General information
- Type: Torpedo-bomber/reconnaissance floatplane
- National origin: France
- Manufacturer: Société des Avions Marcel Bloch
- Number built: 2

History
- First flight: June 1939

= Bloch MB.480 =

French floatplane

The Bloch MB.480 was a French twin-engined torpedo-bomber/reconnaissance floatplane designed just before the start of the Second World War by Société des Avions Marcel Bloch. Only two were built, the French Navy deciding to use landplanes instead.

==Design and development==
In May 1937, the French Air Ministry placed an order with Société des Avions Marcel Bloch for two prototype floatplanes intended to fulfill a French Navy requirement for a twin-engined torpedo-bomber/reconnaissance floatplane. Bloch's design, the Bloch MB.480 was a low-winged monoplane that closely resembled the earlier Bloch MB.131 reconnaissance/bomber landplane. It was powered by two 1,060 hp (791 kW) Gnome-Rhône 14N radial engines and carried a crew of five. Defensive armament was a 7.5 mm Darne machine gun in the nose and a ventral bath, while a 20 mm cannon was fitted in a powered dorsal mounting. A heavy load of bombs, torpedoes or auxiliary fuel tanks could be carried in an internal bomb bay.
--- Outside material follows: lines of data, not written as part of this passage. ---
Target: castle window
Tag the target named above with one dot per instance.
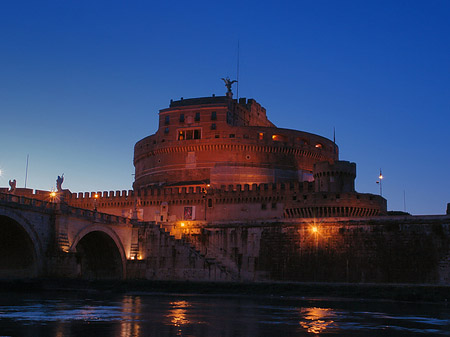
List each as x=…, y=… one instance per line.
x=189, y=134
x=279, y=138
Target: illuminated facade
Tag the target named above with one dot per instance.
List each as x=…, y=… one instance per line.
x=218, y=159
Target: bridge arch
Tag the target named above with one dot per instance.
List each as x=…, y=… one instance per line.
x=100, y=252
x=21, y=253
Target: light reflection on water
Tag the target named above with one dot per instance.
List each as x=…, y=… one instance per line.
x=65, y=315
x=316, y=320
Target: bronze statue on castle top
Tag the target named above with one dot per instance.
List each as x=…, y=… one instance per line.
x=59, y=182
x=228, y=84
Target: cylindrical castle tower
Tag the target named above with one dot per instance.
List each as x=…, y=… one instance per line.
x=223, y=141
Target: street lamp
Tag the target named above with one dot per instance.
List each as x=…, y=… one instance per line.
x=379, y=181
x=205, y=195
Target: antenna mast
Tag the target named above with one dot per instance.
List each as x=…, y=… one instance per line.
x=237, y=75
x=26, y=172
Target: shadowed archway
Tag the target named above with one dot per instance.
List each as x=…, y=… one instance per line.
x=17, y=251
x=99, y=257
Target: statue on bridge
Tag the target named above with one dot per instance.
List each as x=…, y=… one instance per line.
x=12, y=186
x=59, y=182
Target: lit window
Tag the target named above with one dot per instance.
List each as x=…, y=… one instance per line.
x=189, y=134
x=279, y=138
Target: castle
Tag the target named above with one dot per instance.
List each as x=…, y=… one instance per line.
x=221, y=193
x=218, y=158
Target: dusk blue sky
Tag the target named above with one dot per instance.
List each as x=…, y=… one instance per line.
x=82, y=81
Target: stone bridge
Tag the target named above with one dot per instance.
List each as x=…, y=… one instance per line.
x=44, y=239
The first prototype made its maiden flight from Étang de Berre in June 1939. The aircraft's twin tail was raised to avoid spray on take-off and landing, and the tail fins were cropped to restore a good field of fire for the dorsal cannon after the tail assembly had been raised. The second prototype flew in October 1939.

==Operational history==
Although testing was relatively successful, the French Navy had meanwhile decided that the torpedo-bomber reconnaissance role could be better met by landplanes, with the much faster Lioré et Olivier LeO 451, already on order as a medium bomber for the French Air Force, being chosen. On 9 September 1939, Bloch was told to suspend development trials, while on 10 December it was officially announced that no orders would be placed for either the MB.480 or its two competitors, the SNCAC NC-410 and the Loire-Nieuport 10.

The first prototype was destroyed after colliding with a pier on Étang de Thau on 23 June 1940, while the second prototype was placed into storage in July, and was not flown again.